ScyllaDB Open Source 5.0

The ScyllaDB team is pleased to announce the release of ScyllaDB Open Source 5.0, a production-ready release of our open source NoSQL database.

ScyllaDB Open Source 5.0 introduces safe schema changes with Raft, automatic management of tombstone garbage collection, and more functional, performance and stability improvements.

In particular, a new IO scheduler further reduces the effect of admin operations like repair on online request latency.

ScyllaDB Open Source 5.0 supports the latest and greatest AWS instances im4gn, is4gen, and i4i, with significant performance per core improvement compared to i3. More below.

Only the latest two minor releases of the ScyllaDB Open Source project are supported. With this release, only ScyllaDB Open Source 5.0 and 4.6 are supported. Users running ScyllaDB Open Source 4.5 and earlier are encouraged to upgrade to one of these two releases.

New Features

New I/O Scheduler

A new I/O scheduler measures and uses more granular storage properties to optimize and create a better balance between Scylla IO queues.

Scylla keeps a matrix of relevant combinations of the storage properties:

write/read bandwidth (bytes per second)
write/read IOPS (ops per second)

This matrix is part of the Scylla cloud image (for example, AMI for AWS), or generated at setup.

The results are used as an input for the real-time I/O scheduler.

This new I/O scheduler brings significant improvement and further reduces the effect of admin operations like repair or scale-out on online request latency.

For more information, see Linux Foundation recorded webinar Understanding Storage I/O Under Load with Avi Kivity and Pavel “Xemul” Emelyanov and a soon-to-be-released blog post with much more details and results.

Strongly Consistent Schema Management (experimental)

Schema management operations are DDL operations that modify the schema, like CREATE, ALTER, DROP for KEYSPACE, TABLE, INDEX, UDT, MV, etc.

Unstable schema management has been a problem in all Apache Cassandra and ScyllaDB versions.
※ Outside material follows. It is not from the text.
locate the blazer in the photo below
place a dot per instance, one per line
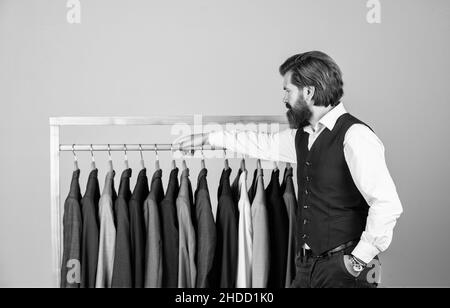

The root cause is the unsafe propagation of schema updates over gossip, as concurrent schema updates can lead to schema collisions.

ScyllaDB Open Source 5.0 is the first version with Raft-based schema management. With the implementation of the Raft consensus algorithm, ScyllaDB can now use it to implement data and cluster-level operations, starting with schema changes, and making concurrent schema updates safe.

To enable experimental safe schema update with Raft use:

--experimental-features=raft

Updates in this release:

ScyllaDB now sets up “Raft Group 0“, a central Raft group that will be used for topology and schema coordination. It is not used by default.
Schema synchronization across the cluster can now be done via Raft. Note it is still disconnected from the CQL statements that generate schema updates.
When Raft is enabled (in experimental mode), all schema management (i.e. CREATE TABLE / ALTER TABLE, etc.) will be done via Raft. This prevents incompatible schema changes from completing successfully on different nodes.

For more information, see “Making Schema Changes Safe with Raft” by Konstantin Osipov in Scylla Summit 2022.

Complete documentation of Raft and how to enable it is available here. Note that part of the failure recovery process will change in upcoming releases.

Automatic Management of Tombstone Garbage Collection (experimental)

ScyllaDB inherited the gc_grace_seconds option from Cassandra. The option allows you to specify the wait time (in seconds) before deletion tombstones are considered to be purged by compaction. This option assumes that you run repairs during the specified time. Failing to run repairs during the wait time may result in the resurrection of deleted data.

The new tombstone_gc schema option allows you to prevent data resurrection. With the repair mode configured, tombstones are considered for removal by compaction (if they may not shadow live data in any SSTtable) after repair is performed successfully on the affected token-range and after the tombstone was written. Unlike gc_grace_seconds, tombstone_gc has no time constraints — when the repair mode is on, tombstones garbage collection will wait until repair is run.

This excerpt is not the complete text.